In the recently reported third quarter of fiscal year 2020, Nvidia saw sales slide 5% lower to $3.01 billion while adjusted earnings fell 3% to $1.78 per share. These results landed ahead of analyst projections, which had called for earnings near $1.57 per share on sales in the neighborhood of $2.91 billion.

At the same time, Nvidia's shares are indeed breaking new pricing records nearly every day, and the stock is trading at a lofty valuation of 60 times trailing earnings, 41 times free cash flows, and 15 times sales. These are valuation multiples typically reserved for skyrocketing growth stocks, not former growth phenoms stuck in a market lull.

What's next for Nvidia?

Clearly, both analysts and ordinary investors expect Nvidia to get back on track in 2020 and beyond. In the third-quarter earnings call, management provided some fuel for that unquenchable fire. Hyperscale customers are coming back to the order window with large purchase contracts for data center chips. Some of Nvidia's number-crunching products are helpful in the quest for better artificial intelligence systems, and others are a perfect fit for devices in the Internet of Things category. So Nvidia's executives expect these macro-trends to drive massive demand for the company's chips in the years ahead.

In that light, Nvidia's nosebleed valuation starts to make sense. The issues that slammed the brakes on this company's growth in 2019 should be short-lived, allowing Nvidia to get back on track in 2020. International trade relations can't stay sour forever, another generation of massively popular games will eventually replace the fading Fortnite trend, and cryptocurrency miners might even come back to buying Nvidia cards again.
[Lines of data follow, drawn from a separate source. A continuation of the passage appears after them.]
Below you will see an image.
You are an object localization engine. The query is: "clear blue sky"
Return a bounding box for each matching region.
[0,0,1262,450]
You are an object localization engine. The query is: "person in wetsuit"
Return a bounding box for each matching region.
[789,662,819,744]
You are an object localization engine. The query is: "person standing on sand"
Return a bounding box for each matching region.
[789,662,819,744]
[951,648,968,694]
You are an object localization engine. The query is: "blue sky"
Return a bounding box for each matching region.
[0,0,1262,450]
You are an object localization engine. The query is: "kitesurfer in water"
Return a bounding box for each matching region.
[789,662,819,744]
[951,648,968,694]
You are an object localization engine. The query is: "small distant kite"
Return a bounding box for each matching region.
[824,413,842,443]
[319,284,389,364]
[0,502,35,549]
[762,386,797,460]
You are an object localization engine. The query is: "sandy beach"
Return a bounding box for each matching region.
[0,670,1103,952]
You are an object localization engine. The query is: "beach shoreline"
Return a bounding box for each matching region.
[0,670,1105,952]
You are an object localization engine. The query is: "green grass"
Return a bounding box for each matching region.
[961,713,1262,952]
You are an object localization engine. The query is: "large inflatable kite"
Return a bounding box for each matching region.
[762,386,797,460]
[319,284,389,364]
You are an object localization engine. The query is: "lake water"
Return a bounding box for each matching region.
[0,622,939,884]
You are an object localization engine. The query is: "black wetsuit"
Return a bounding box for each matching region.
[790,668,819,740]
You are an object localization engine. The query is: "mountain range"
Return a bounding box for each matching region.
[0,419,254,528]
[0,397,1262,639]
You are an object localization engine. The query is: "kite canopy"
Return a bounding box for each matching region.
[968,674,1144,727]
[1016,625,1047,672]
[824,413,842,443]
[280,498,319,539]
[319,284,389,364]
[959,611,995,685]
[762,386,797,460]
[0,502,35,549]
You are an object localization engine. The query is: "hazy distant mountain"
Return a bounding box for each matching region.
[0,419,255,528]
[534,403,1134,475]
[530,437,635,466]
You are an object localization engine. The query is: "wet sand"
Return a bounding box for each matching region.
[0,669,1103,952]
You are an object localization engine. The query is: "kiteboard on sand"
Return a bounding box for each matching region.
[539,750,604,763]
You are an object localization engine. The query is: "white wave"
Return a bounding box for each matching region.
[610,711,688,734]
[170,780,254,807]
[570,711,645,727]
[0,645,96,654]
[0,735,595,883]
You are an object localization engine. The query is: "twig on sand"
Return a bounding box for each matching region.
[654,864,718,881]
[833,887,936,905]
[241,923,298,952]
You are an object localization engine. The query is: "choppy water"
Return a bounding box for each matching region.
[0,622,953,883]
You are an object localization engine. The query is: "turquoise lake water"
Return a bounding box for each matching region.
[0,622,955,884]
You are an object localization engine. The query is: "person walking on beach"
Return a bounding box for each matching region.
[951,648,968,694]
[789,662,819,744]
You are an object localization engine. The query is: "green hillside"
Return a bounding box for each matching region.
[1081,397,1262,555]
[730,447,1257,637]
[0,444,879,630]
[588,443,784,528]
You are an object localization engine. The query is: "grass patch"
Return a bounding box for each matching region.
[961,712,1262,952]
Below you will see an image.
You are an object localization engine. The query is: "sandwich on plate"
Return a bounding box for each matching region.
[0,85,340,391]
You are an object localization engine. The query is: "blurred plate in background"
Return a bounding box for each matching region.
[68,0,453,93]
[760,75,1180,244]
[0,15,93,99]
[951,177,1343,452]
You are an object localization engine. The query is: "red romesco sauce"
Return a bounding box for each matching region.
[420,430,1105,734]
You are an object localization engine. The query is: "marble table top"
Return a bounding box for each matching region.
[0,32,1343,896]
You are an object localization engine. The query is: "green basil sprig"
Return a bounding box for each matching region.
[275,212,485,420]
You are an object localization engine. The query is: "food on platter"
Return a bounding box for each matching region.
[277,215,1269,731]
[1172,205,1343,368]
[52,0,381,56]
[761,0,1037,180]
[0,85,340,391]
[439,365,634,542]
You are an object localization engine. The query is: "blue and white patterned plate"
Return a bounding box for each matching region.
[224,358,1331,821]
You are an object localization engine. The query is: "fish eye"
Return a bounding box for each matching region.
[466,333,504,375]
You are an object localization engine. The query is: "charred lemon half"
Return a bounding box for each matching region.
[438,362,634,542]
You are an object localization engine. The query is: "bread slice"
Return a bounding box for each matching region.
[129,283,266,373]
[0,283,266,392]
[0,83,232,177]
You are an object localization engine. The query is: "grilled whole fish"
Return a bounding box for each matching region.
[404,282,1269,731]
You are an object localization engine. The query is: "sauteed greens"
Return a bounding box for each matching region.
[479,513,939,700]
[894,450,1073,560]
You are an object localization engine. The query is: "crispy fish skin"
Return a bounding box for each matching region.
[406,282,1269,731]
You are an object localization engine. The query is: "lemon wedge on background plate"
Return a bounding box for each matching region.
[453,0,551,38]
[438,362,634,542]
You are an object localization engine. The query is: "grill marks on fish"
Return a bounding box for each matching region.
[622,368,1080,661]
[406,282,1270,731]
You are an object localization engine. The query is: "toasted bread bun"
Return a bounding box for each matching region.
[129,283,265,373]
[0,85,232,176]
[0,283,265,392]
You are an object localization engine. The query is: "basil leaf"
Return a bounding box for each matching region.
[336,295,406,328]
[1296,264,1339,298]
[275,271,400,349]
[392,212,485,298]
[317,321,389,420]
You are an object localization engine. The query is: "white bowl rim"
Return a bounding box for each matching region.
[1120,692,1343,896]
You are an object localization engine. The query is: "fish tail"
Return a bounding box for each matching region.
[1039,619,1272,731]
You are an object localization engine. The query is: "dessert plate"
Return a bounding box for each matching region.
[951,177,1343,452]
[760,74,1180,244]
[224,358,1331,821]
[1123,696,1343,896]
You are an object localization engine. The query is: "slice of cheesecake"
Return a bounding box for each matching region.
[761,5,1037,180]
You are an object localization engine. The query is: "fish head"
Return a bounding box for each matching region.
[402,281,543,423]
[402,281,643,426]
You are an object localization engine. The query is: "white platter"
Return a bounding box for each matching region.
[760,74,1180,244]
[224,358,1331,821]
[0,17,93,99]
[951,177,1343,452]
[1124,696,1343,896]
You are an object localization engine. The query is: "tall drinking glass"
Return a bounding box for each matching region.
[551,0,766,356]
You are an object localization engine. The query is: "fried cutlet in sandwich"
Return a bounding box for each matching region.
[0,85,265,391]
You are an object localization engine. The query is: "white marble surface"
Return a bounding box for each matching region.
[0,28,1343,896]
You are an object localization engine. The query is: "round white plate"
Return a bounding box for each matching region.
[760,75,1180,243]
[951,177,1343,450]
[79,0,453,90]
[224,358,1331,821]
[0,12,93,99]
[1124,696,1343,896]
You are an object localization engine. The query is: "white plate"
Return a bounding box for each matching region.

I wouldn't call Nvidia a "screaming buy" under these circumstances, but the stock offers a greater promise of renewed growth than the risk of drastic declines from this point. You might want to buy in on a dip or simply buy in thirds rather than rush in with a large Nvidia order today. Either way, Nvidia looks like a solid buy despite stalled sales growth and a nosebleed valuation. That's a rare combination.